Copyright © 2019 Albuquerque Journal
Encore Green Environmental is jockeying to become the first company to recycle oil-and-gas wastewater to irrigate arid lands in New Mexico.
The company applied in April for state permits to launch a pilot project near Jal in Lea County.
“It’s the first application we’re aware of for produced water repurposing in New Mexico,” general manager Marvin Nash told the Journal. ” Somebody has to get this started, and that’s what we’re doing.”
The Wyoming-based company has developed a patent-pending process to identify all ingredients in oil-and-gas effluent, known as produced water, before sending it on for recycling. Through the process, the company tests and documents all changes in chemical content during treatment to assure compliance with regulatory standards. And it does detailed analysis of soil content and moisture levels in targeted arid areas to make sure recycled water matches the conditions and requirements of soil and vegetation before irrigating.
The company calls it “conservation by design” to capture a previously wasted water resource and apply it to dry lands throughout the southwest. The central goal is to prove the water meets all regulatory standards to earn state and federal approval.
Transparency is critical, and is woven into the process by applying the same tracking protocols used by the pharmaceutical, beef and dairy industries, Nash said. That provides regulators with detailed records of every ingredient in water before and after it’s treated.
“It’s all about trackability, knowing what the water looked like before doing anything with it, where it came from, where and how it was processed and treated and so on,” Nash said. “We make everything traceable, like putting a tracking chip on a calf.”
It could take a long time to receive state permits, since the Water Quality Control Commission must first establish rules and standards under the state’s new Produced Water Act.
Encore Green wants permission to irrigate up to 3,000 acres. It has agreements in place with a local oil-and-gas operator to supply produced water, and with a nearby rancher for rangeland irrigation. It would use existing water treatment technology from two national companies to clean up the water, Nash said.
The company already has a pilot project underway at a Wyoming ranch near Cheyenne, where it’s working with the University of Wyoming’s Center in Excellence for Produced Water Management and the Wyoming Stock Growers Association to test the water re-purposing process.

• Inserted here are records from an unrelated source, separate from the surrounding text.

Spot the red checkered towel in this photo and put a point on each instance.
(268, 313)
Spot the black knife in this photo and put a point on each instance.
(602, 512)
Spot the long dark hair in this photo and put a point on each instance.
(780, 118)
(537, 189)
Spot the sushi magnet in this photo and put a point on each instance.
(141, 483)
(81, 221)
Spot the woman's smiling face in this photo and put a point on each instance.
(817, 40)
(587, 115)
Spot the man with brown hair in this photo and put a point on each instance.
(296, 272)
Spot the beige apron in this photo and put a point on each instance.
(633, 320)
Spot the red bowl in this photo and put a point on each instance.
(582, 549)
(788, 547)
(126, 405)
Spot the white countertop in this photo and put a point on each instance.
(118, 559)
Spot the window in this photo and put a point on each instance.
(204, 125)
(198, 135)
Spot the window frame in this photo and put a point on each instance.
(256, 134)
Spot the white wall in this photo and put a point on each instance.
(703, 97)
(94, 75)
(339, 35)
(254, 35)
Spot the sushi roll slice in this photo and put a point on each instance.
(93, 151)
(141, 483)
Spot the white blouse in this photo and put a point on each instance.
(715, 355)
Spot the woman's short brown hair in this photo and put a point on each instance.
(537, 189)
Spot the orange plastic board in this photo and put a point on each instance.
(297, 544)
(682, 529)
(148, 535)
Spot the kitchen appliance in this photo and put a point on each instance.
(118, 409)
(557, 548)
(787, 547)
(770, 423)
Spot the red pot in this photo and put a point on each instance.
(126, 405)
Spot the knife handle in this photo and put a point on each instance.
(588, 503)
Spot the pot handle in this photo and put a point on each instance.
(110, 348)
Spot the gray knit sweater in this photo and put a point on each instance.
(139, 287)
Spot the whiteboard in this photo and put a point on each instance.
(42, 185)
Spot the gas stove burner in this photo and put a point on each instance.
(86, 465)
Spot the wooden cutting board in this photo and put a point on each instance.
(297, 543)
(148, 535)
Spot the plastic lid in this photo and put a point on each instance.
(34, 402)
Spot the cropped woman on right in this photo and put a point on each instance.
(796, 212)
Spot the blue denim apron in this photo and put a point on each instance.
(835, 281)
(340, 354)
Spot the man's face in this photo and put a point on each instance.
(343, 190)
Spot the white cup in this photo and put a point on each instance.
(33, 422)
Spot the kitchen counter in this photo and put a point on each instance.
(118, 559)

The company is leading the way for future wastewater reuse, said Center of Excellence director Jon Brant.
“It’s a long time coming that we begin to view by-product water as a resource we can use for other things,” Brant said. “It’s not limited by technology, but by someone setting an example for others to follow. … This company isn’t focused on technology, but on addressing the regulatory constraints and liability issues, which have really been the limiting factors for industry buy-in.”